Do you have a healthy relationship to exercise?
Boulder, your exercise addiction is showing.
We don’t talk about this enough. Exercise is assumed to be healthy at any frequency and intensity and with any underlying motive. But, like anything, too much can be dangerous and the motivation for working out is revealing!
Feeling anxiety if you go 1-2 days without getting in a workout is a sign that you’re using exercise to mask an underlying emotional need. The core need may be to feel productive, desirable, lovable, or accepted. Maybe you need to feel calm or numb and exercise does that for you. But you can’t run from your feelings (literally, runners I’m talking to you). While there’s no doubt exercise has a place in treating emotional imbalance on a physiological level, it isn’t going to fulfill deeper emotional needs.
Resting brings up uncomfortable questions around self-worth, self-acceptance, body image, and the state of our nervous system.
While exercise has never been my drug of choice, I fully understand on a personal level using habits (even seemingly healthy ones) to numb or distract from unmet emotional needs.
I see athletes really struggle when they are injured. I see college girls who believe that they can’t take a rest day without losing progress, gaining weight, or having to compensate with restricting food. This is not a healthy relationship to movement.
What will happen, inevitably, if you have an addictive relationship with exercise is that you will either get so sick you can’t exercise, or you will get hurt. Your body will slow you down eventually. Some people learn the lesson and others go right back to their old ways until it happens again.
Exercise Addiction: Signs you may have an unhealthy relationship with exercise
- Skipping workouts causes anxiety or irritability
- You plan workouts on travel days
- Workouts only count if they’re hard and sweaty
- You obsess over gym access when planning vacations
- When you miss a day or two of working out you feel stressed or restrict calories
- You don’t consider yoga or walking to be exercise
- Exercise gets in the way of social plans or family time
- You exercise before 6 am or after 8 pm on a regular basis
- You feel exhausted after workouts
- If you have to choose between getting 7 hours of sleep and skipping a workout or 6 hours of sleep and getting in a workout, you’re choosing exercise
- You exercise even if you’re tired and feel like resting
More detail on exercise addiction characteristics here.
This may be a triggering list for some of you. The point is not to make you feel shame or guilt about your relationship with exercise. There is an opportunity here for reflection and honest self-evaluation. We all have ways of escaping uncomfortable feelings, so you’re not alone.

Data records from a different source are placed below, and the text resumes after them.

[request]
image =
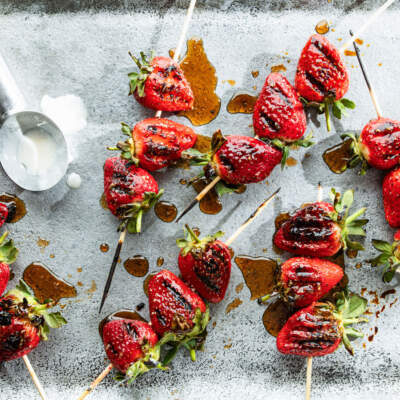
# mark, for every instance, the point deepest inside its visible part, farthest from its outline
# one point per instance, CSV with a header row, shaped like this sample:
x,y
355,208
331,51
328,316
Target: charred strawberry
x,y
130,191
3,214
205,264
131,346
322,229
302,281
318,329
160,84
177,313
24,322
322,79
155,143
8,255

How to create a healthy relationship with exercise
Exercising is an act of self-love and self-respect. We move because it feels good and because it supports our physical and emotional health. What is most important in cultivating a healthy relationship to exercise, and avoiding exercise addiction, is to exercise intuitively.
This means when you feel run down, tired, or burnt out, you choose rest instead of exercise. When you do a workout and you feel completely wiped out the rest of the day, you take that information in and recalibrate the following day. You do less because you noticed that your energy level was too depleted by that amount of exertion.
Workout and exercise should come naturally and not be a rigid plan. You can plan workouts in advance, but if the day comes along and you are sick, injured, or exhausted, you cancel the workout. Rest is equally valuable to movement.
When you feel a compulsion to workout, you check-in with your emotional state. Are you feeling anxious? Overwhelm? Anger? Take a few minutes to make space for your emotional experience before drowning it out with endorphins. Our emotions are information and we miss the opportunity for growth when we don’t allow the room for introspection and insight.
If you’re regularly feeling too tired to exercise, schedule a functional medicine consult and let’s get to the root of your fatigue. If you continue to push through fatigue to workout, you will create hormonal imbalances that can take years to heal.
Some people with a true exercise addiction may need to stop exercising all together for some time to reset and find a healthy balance again. Compulsive behaviors that are causing injury or harm may require professional support. I recommend finding a good talk therapist and investigating natural ways to manage stress and emotional tension outside of physical exertion. Acupuncture is a wonderful option!